Türkiye’nin ‘özel sektör borç sorunuyla karşı karşıya kalan tek ülke olmadığına’ dikkat çeken Kaslowski, sözlerine şöyle devam etti:
“Birçok ülke farklı boyut ve koşullarda bu sorunu yaşadı ve çözdü. Bizim de başarmamızın önünde hiçbir engel yok. Ama bunun ilk koşulu yapılan yanlışları kabul etmek ve bir daha tekrarlamamak için gerekli dersleri çıkarmak. Bu büyük sınamalara ve sorunlara karşı durabilmek için devletimizin alacağı önlemleri ve atacağı somut adımları bekliyoruz ve destekliyoruz.
"Finansal istikrarın ilk koşulu düşük ve stabil bir enflasyon oranını sağlamaktır"
“Finansal sistemimizde riskleri azaltmak ve yenilerinin oluşmasını engellemek için makro düzeyde de tedbirler almamız gerekiyor. Finansal istikrarın ilk koşulu düşük ve stabil bir enflasyon oranını sağlamaktır. Son dönemde enflasyonun döviz kuru artışından beslendiğini görüyoruz. Artan dolarizasyonu engellemek için yapmamız gereken enflasyonu en kısa sürede düşürmektir. Bu doğrultuda adımlar atabilirsek oluşacak güven dalgası ile bugünkü zorluklardan kurtulmamız hızlanacak ve kolaylaşacaktır. Attığımız her doğru politika adımı sadece kısa vadede değil orta ve uzun vadede de olumlu etki yaratacaktır.
“Verimliliği ve rekabet gücünü artıracak reformlar bizim için en öncelikli alanlardır. Bunların başında eğitim, işgücü, dijital uyum ve vergi reformları geliyor.

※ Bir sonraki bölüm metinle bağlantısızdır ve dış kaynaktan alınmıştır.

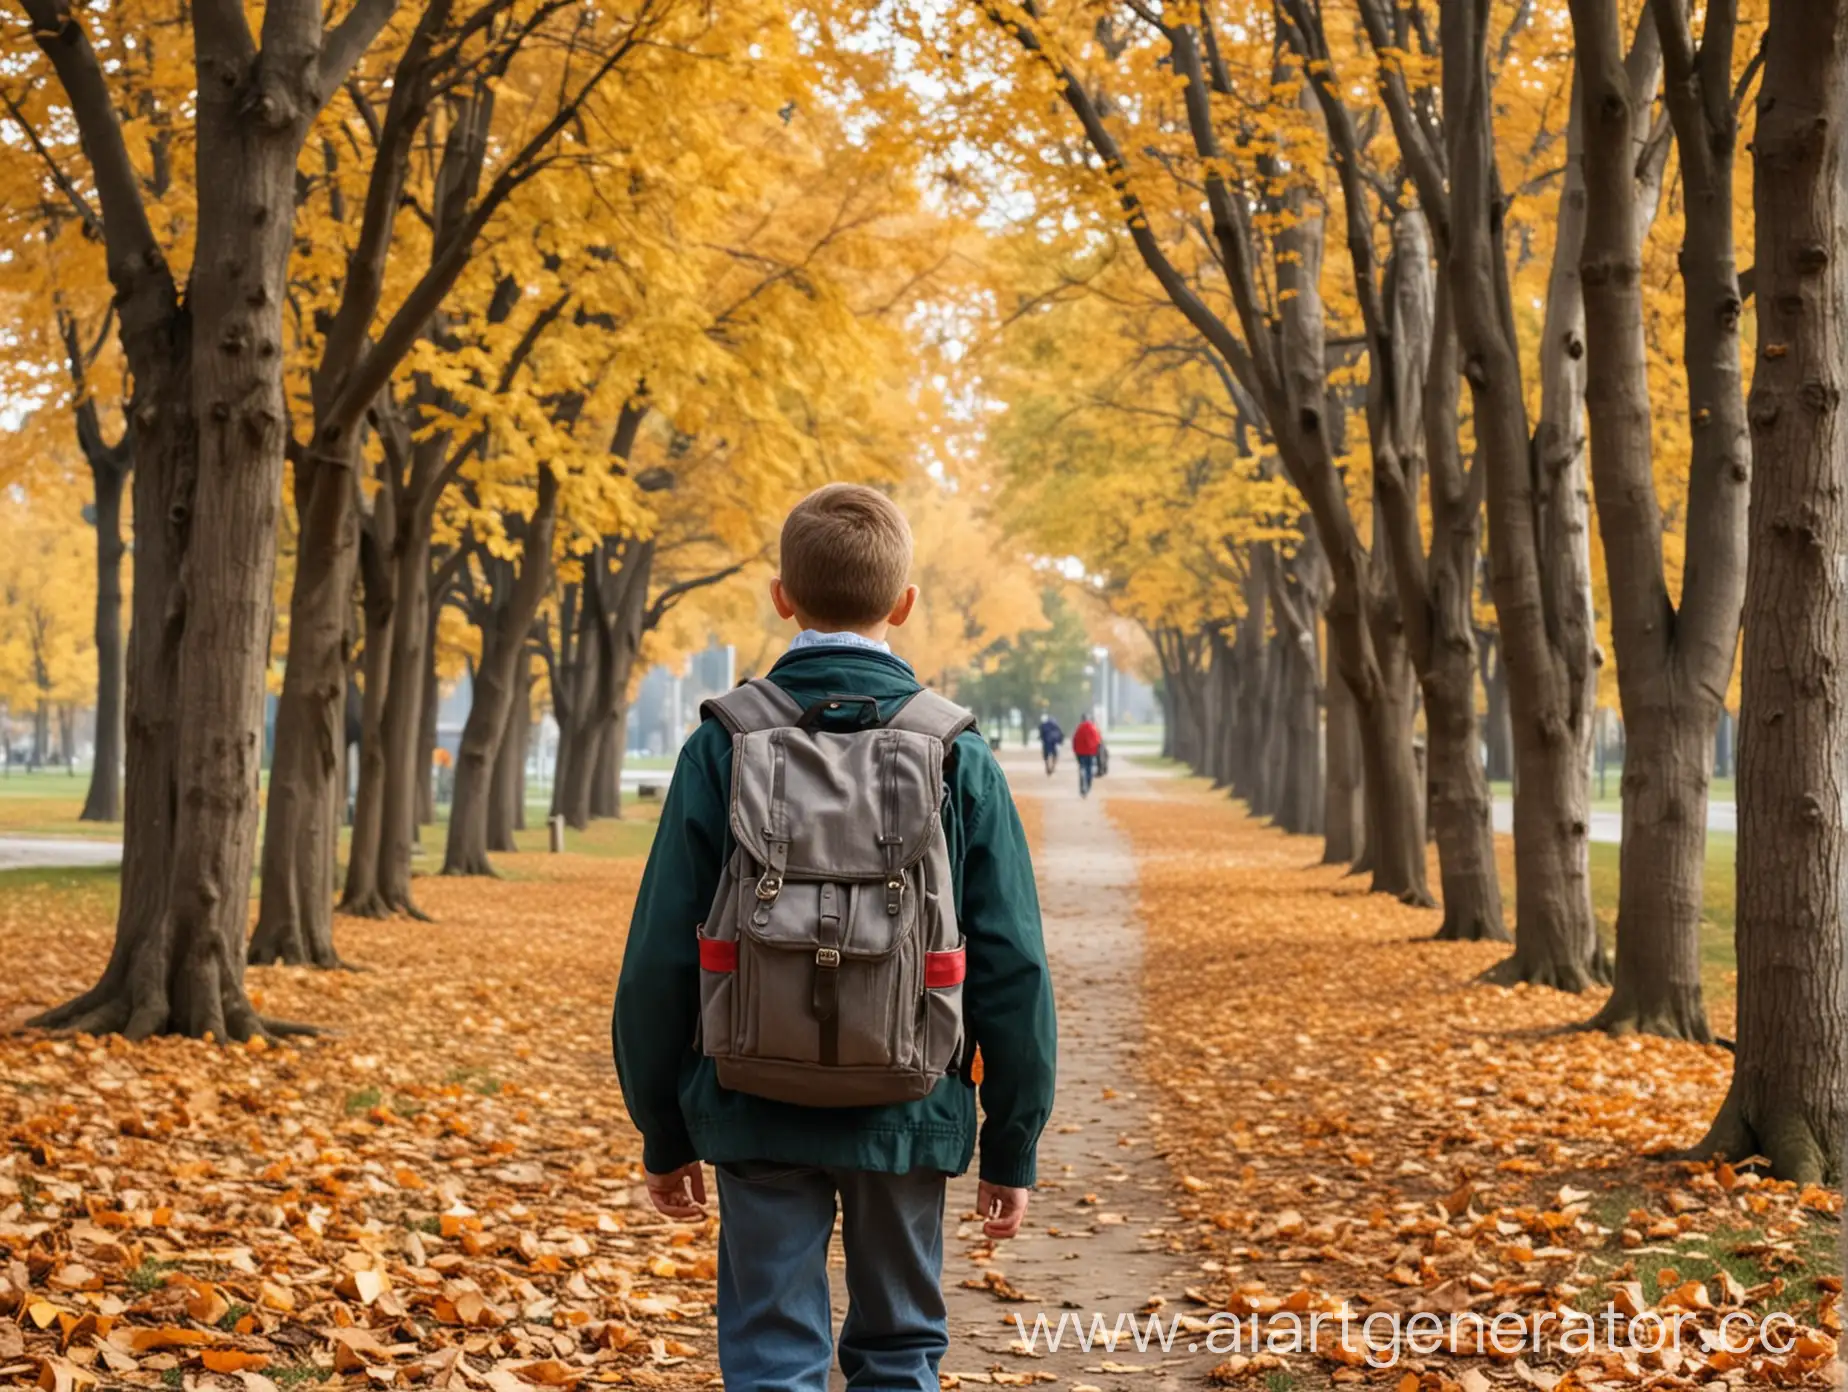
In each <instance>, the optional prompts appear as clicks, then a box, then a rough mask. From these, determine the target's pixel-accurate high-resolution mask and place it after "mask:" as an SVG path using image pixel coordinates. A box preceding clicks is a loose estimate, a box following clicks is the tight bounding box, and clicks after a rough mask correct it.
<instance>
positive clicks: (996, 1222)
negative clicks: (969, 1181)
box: [976, 1179, 1033, 1239]
mask: <svg viewBox="0 0 1848 1392" xmlns="http://www.w3.org/2000/svg"><path fill="white" fill-rule="evenodd" d="M1031 1192H1033V1191H1031V1189H1013V1187H1009V1185H991V1183H989V1181H987V1179H983V1181H981V1183H978V1185H976V1207H978V1209H981V1220H983V1222H981V1231H983V1233H987V1235H989V1237H992V1239H1003V1237H1013V1235H1015V1233H1018V1231H1020V1220H1022V1218H1026V1216H1027V1196H1029V1194H1031Z"/></svg>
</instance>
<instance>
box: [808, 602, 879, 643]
mask: <svg viewBox="0 0 1848 1392" xmlns="http://www.w3.org/2000/svg"><path fill="white" fill-rule="evenodd" d="M795 619H796V629H800V630H808V632H817V634H854V636H856V638H865V640H867V641H869V643H883V641H885V634H889V632H891V630H893V625H889V623H885V621H880V623H869V625H867V627H865V629H850V627H846V625H841V623H817V621H815V619H809V617H806V616H804V614H802V612H800V610H798V612H796V616H795Z"/></svg>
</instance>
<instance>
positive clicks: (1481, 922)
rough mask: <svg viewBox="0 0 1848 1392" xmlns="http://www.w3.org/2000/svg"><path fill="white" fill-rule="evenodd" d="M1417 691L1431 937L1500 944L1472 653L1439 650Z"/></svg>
mask: <svg viewBox="0 0 1848 1392" xmlns="http://www.w3.org/2000/svg"><path fill="white" fill-rule="evenodd" d="M1423 688H1425V734H1427V739H1425V778H1427V784H1429V788H1430V823H1432V832H1434V834H1436V837H1438V876H1440V880H1441V887H1443V924H1441V926H1440V928H1438V937H1440V939H1443V941H1449V943H1477V941H1491V943H1506V941H1508V937H1510V935H1508V926H1506V922H1504V921H1502V898H1501V873H1499V869H1497V865H1495V826H1493V821H1491V804H1489V784H1488V776H1486V771H1484V767H1482V752H1480V741H1478V730H1477V662H1475V653H1473V651H1471V649H1469V647H1456V645H1451V643H1445V645H1440V647H1438V649H1436V653H1434V662H1432V665H1430V669H1429V671H1427V675H1425V682H1423Z"/></svg>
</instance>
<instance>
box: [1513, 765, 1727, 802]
mask: <svg viewBox="0 0 1848 1392" xmlns="http://www.w3.org/2000/svg"><path fill="white" fill-rule="evenodd" d="M1621 784H1623V765H1621V763H1611V765H1610V767H1608V769H1606V771H1604V780H1602V784H1600V782H1599V775H1597V769H1593V771H1591V810H1593V812H1623V788H1621ZM1600 789H1602V795H1600ZM1489 791H1491V793H1493V795H1495V797H1497V799H1501V800H1504V802H1506V800H1512V799H1514V784H1510V782H1506V780H1501V778H1497V780H1493V782H1489ZM1708 800H1709V802H1737V800H1739V784H1737V780H1733V778H1715V780H1713V782H1711V784H1708Z"/></svg>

Yakın zamanda Milli Eğitim Bakanımız 2023 vizyonunu takiben önemli bir reform adımını açıkladı. Eğitim alanında atılacak adımların ve niteliksel gelişmenin verimliliğe ve ekonomik büyümeye çok büyük katkısı olacaktır.”
"Sorunlarımız küçümsenecek boyutta değil ama çözemeyeceğimiz hiçbir sorun da yok"
Eğitim alanında gerçekleştirilecek reformun yanı sıra, Avrupa Birliği ile Gümrük Birliği anlaşmasının revize edilmesi ve yeni serbest ticaret anlaşmalarıyla desteklenmesinin de Türkiye’nin büyümesine katkı sağlayacağını belirten Kaslowski, “Gümrük Birliği revizyonu, AB yönelimini güçlendirecek, tam üyelik perspektifini canlandıracaktır. Avrupa Birliği perspektifini canlandırmamız, ülkemize dünyanın tüm bölgelerinden yatırım ve finansman girişlerini tekrar artıracaktır. Bugün karşı karşıya olduğumuz pek çok sorunu aşmak kolaylaşacaktır” dedi. TÜSİAD Başkanı, sözlerini şöyle sonlandırdı:
“Ülkemizin potansiyeli son derece yüksek. Son yıllarda ister siyasi ister ekonomik karşılaştığımız pek çok şok karşısında önemli bir direncimiz olduğunu kanıtladık. Bu direncin kaynağında; insan kaynağımız, sağduyulu ve güçlü bir bankacılık sektörümüz ve en kötü belirsizlik ortamında dahi ayakta kalmayı başarabilen güçlü bir reel sektörümüz var. Bugün sorunlarımız küçümsenecek boyutlarda değil ama çözemeyeceğimiz hiçbir sorun da yok. Yeter ki gerçekçi ve kalıcı çözümler üzerinde hep beraber ortak akıl ile çalışalım.”